Reallocating Capital, Not Abandoning the Ecosystem

Crucially, Hoffman stressed that his decision to sell ETH does not signify a departure from the Ethereum network or its ecosystem. He reiterated his "incredibly optimistic" outlook on the Ethereum network and the innovative projects being developed within its environment. His strategic reallocation of capital is directed towards other opportunities within the broader market, where he currently perceives limited upside for a substantial structural repricing of ETH. This perspective underscores a nuanced understanding of investment strategy, differentiating between the value of the underlying asset (ETH) and the long-term viability and innovation of the network itself.

Market Context: Challenges and Optimism for Ethereum

Hoffman’s commentary arrives at a challenging juncture for many Ethereum investors. While Ethereum remains the undisputed leader in decentralized finance and smart contract activity, its native token, ETH, has faced headwinds in regaining significant momentum following a prolonged market correction. ETH is trading substantially below its all-time high of approximately $4,953, and extended periods of consolidation and lackluster price action have tested the patience of many investors in recent months. Since February, ETH has largely traded sideways, grappling with increasing competition from rival blockchain networks and a significant migration of activity towards layer-2 scaling solutions.

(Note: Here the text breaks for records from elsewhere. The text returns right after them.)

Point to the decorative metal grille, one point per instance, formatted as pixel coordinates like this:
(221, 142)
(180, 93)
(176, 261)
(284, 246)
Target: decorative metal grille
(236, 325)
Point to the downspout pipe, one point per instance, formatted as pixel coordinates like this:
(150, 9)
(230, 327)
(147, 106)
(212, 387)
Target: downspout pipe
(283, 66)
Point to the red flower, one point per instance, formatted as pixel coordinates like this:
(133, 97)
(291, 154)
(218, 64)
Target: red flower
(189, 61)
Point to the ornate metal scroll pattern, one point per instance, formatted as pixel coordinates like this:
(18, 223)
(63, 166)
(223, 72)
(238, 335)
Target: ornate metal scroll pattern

Despite these market pressures, a segment of analysts continues to champion Ethereum’s strategic importance. For instance, macro analyst Jordi Visser recently characterized Ethereum as "fuel" for artificial intelligence (AI) agents. He posited that the network could evolve into a critical infrastructure layer powering emerging AI-driven economies, suggesting new avenues for its long-term relevance and value accrual.

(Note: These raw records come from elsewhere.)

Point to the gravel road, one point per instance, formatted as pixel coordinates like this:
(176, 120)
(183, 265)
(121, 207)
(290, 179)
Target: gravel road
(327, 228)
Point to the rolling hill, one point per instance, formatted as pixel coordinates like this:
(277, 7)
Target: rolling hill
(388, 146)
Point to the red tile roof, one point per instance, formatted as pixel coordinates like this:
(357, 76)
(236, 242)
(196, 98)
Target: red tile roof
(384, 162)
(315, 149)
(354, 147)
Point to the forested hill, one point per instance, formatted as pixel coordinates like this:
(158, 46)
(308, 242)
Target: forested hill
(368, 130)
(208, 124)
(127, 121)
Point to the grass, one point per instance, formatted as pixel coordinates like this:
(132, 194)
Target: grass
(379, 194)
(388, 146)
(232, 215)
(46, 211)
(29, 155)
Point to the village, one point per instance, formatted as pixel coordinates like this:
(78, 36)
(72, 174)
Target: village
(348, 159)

As of this report, ETH was trading around the $2,016 mark, reflecting a modest decline in the preceding 24-hour period. The successful implementation of the Dencun upgrade, particularly Proto-Danksharding, is expected to be a key catalyst in driving renewed interest and utility for the Ethereum network, potentially alleviating some of the current price pressures by making the ecosystem more accessible and cost-effective. The long-term implications of this upgrade for ETH’s valuation and the broader adoption of Ethereum-based applications remain a focal point for investors and developers alike. The Dencun upgrade is not merely a technical update; it represents a fundamental step towards fulfilling Ethereum’s promise of a scalable, secure, and decentralized future for the internet.